# Einfache Schnittmaske! Geht aber nicht



## Fleck06 (12. Juni 2006)

Hallo,

ich wusste es mal, aber in der neuen Version CS2, bin ich ratlos. Alles was ich will ist ein gezeichnetes Objekt (Rechteck) in ein anderes Rechteck einzufügen (das darüberliegende soll in das darunterliegende eingefügt werden...

Ich hab natürlich gesucht, aber mit dem Pathfinder zieht er ja wenn du ab oder fügt hinzu! Ich will aber eine einfache Schnittmaske wie in PS...

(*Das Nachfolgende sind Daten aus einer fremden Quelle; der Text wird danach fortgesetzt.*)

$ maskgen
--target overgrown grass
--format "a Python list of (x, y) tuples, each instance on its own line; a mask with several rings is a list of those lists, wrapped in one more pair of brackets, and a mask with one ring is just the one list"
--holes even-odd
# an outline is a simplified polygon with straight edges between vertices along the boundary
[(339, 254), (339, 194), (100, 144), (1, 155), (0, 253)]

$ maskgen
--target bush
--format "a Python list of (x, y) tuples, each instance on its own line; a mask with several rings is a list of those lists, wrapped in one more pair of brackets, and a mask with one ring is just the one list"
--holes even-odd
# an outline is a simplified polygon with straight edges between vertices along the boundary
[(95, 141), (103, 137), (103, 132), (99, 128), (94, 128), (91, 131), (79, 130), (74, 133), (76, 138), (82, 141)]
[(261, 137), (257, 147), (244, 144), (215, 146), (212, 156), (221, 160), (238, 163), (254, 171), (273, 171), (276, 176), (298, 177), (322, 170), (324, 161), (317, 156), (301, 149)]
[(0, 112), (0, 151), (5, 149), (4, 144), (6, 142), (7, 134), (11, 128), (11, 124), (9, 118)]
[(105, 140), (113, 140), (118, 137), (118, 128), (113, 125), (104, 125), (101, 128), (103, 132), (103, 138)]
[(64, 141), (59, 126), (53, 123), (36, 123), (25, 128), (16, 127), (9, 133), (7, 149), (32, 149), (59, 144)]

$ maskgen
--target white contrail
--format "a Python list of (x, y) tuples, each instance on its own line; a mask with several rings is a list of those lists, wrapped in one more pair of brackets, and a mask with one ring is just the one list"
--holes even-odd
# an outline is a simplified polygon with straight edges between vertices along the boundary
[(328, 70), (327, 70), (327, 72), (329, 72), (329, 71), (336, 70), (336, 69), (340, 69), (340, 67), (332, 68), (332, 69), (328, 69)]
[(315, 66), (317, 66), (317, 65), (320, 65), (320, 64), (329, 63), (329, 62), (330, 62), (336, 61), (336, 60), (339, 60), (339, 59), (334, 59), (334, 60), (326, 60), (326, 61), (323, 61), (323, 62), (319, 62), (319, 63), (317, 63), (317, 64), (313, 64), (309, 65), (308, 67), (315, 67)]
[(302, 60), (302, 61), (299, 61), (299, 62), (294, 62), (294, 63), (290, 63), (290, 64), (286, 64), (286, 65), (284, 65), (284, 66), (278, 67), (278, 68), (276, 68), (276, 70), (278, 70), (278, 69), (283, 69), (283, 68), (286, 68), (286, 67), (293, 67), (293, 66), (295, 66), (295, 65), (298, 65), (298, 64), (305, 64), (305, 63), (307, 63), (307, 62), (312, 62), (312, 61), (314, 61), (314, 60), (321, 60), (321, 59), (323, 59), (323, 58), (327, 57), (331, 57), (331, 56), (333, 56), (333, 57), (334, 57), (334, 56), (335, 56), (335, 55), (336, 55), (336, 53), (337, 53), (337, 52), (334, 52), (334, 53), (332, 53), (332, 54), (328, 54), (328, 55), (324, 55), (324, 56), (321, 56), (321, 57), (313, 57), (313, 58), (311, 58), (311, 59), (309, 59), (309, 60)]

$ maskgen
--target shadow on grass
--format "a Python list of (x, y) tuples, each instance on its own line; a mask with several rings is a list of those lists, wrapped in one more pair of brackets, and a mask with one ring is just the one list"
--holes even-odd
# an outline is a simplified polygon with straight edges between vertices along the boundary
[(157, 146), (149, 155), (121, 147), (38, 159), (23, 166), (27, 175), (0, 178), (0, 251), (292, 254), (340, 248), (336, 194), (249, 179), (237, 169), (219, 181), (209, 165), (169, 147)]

edit: Die Hilfe funktioniert nicht mehr. Ka warum...

danke schon mal


----------



## Jan-Frederik Stieler (12. Juni 2006)

Hi, einfach rechte Maustaste und Schnittmaske wählen.

Gruß


----------



## Fleck06 (12. Juni 2006)

Klappt aber nicht. Er nimmt dann den Teil der beiden überlappenden Objekte... und man sieht nur diesen...


----------



## Jan-Frederik Stieler (13. Juni 2006)

Hi,
also soviel ich weiß gibts diese Funktion nicht im Illustrator. Ich kenne diese nur aus Freehand und Indesign (innen einfügen).
Ansonsten Einfach das Objekt welches Außen sein soll einfach drüber legen und Gruppieren dann haste ansich den selben Effekt. 

Gruß


----------



## Fleck06 (13. Juni 2006)

Ich möchte es einfach nur so haben:

http://img20.imageshack.us/img20/8201/schnittmaske1rd.png


----------